Schon in den frühen Sechzigern hat der Humorist Hellmut Holthaus Weitsicht bewiesen. In seinen skurrilen "Geschichten aus der Zachurei" malte er eine ferne Zukunft an die Wand, in der Ortsnamen getilgt und durch Zahlen ersetzt werden. "Hundertundzwölf, du bist unsere Heimat", so ließ er eine Schulklasse beim Wanderausflug lustvoll schmettern, "Hundertundzwölf, wie bist du so schön!"
So weit, so wahnwitzig.
Aber auch Wahnwitz kann Wirklichkeit werden. Längst haben wir Briefumschläge, denen man ihre Herkunft - zumindest was den Poststempel betrifft - nicht mehr ansieht. "Briefzentrum 88" steht da, oder "Briefzentrum 89", oder "Briefzentrum 90".
Dass die Namen der Städte mit diesen Briefzentren - in diesem Fall Weingarten, Neu-Ulm und Nürnberg - verschwanden, kam allerdings nicht von ungefähr: Als sich die Deutsche Post anschickte, im Global-Player-Rausch Milliarden in den USA zu versenken, musste in der Heimat eisern gespart werden - bei den Postämtern, bei den Briefträgern und halt auch bei den Ortsnamen.
Aber Spaß beiseite: Dass hier mutwillig die Orientierung erschwert wird und die Identitätsstiftung leidet, liegt auf der Hand. Derzeit gibt es nun eine bedenkliche Entwicklung im Schriftverkehr per Internet, die in die gleiche Richtung einer gedankenlosen Anonymisierung geht. Dass die Schreibkultur Schaden nimmt, wenn man etwas per E-Mail absondert, gilt längst als erwiesen.

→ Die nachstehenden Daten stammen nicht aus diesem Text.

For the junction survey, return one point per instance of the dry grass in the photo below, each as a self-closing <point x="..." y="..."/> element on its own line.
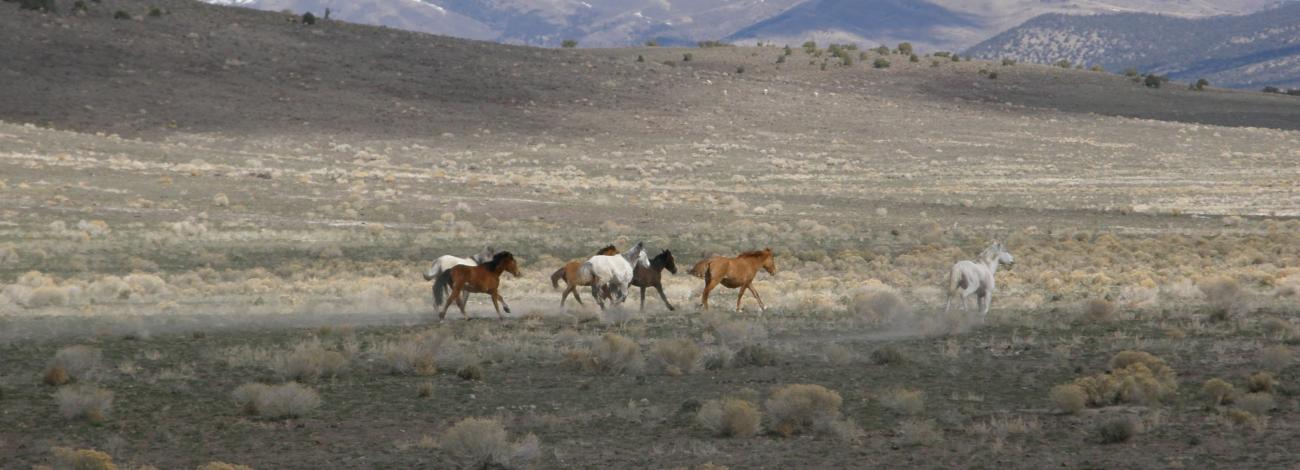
<point x="69" y="458"/>
<point x="904" y="400"/>
<point x="222" y="466"/>
<point x="482" y="443"/>
<point x="801" y="408"/>
<point x="310" y="361"/>
<point x="1277" y="357"/>
<point x="677" y="356"/>
<point x="1069" y="397"/>
<point x="1136" y="377"/>
<point x="612" y="355"/>
<point x="729" y="417"/>
<point x="287" y="400"/>
<point x="878" y="304"/>
<point x="921" y="432"/>
<point x="74" y="362"/>
<point x="1218" y="391"/>
<point x="85" y="401"/>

Herkömmliche Anreden wie "Sehr geehrte Frau Federle" oder "Liebe Frau Federle" verschwinden zusehends zugunsten von "Hallo" (noch vertretbar), "Hi" (schon gewöhnungsbedürftig) oder gar nichts (schlichtweg unhöflich).
Und auch auf Stil, geschweige denn auf Rechtschreibung wird nicht mehr in gleichem Maß geachtet. Es scheint doch einen großen Unterschied zu machen, ob man - wie früher - ein Blatt Papier mit der Hand beschrieb oder in die Schreibmaschine einspannte und es vor dem Einstecken in den Briefumschlag noch einmal sorgfältig durchlas, oder ob man - wie heute - schnell etwas in den PC hämmert und per Knopfdruck wegschickt.
Aber nun kommt noch hinzu, dass man oft gar nicht mehr weiß, woher die Post eigentlich kommt. Die E-Mail-Adresse ist zwar schön und gut, aber wenn nur die da steht , ist ja nicht mehr ersichtlich, wo diese Frieda Federle nun wohnt. In Stuttgart, Ulm oder Biberach? In Meckenbeuren oder Durlesbach?
Dabei gibt es ein ganz einfache Lösung: Jedes normale Mail-System sieht heute die Möglichkeit vor, eine Signatur anzulegen, also oben links, unten rechts oder wo auch immer einen Block mit Name sowie Adresse, Telefonnummer etc. einzubauen, der dann jedes Mal automatisch auftaucht, wenn man in die Tasten greifen will. So viel Zeit sollte noch sein.
Oder wollen auch wir singen: "GMX, du bist meine Heimat, GMX, wie bist du so schön!"?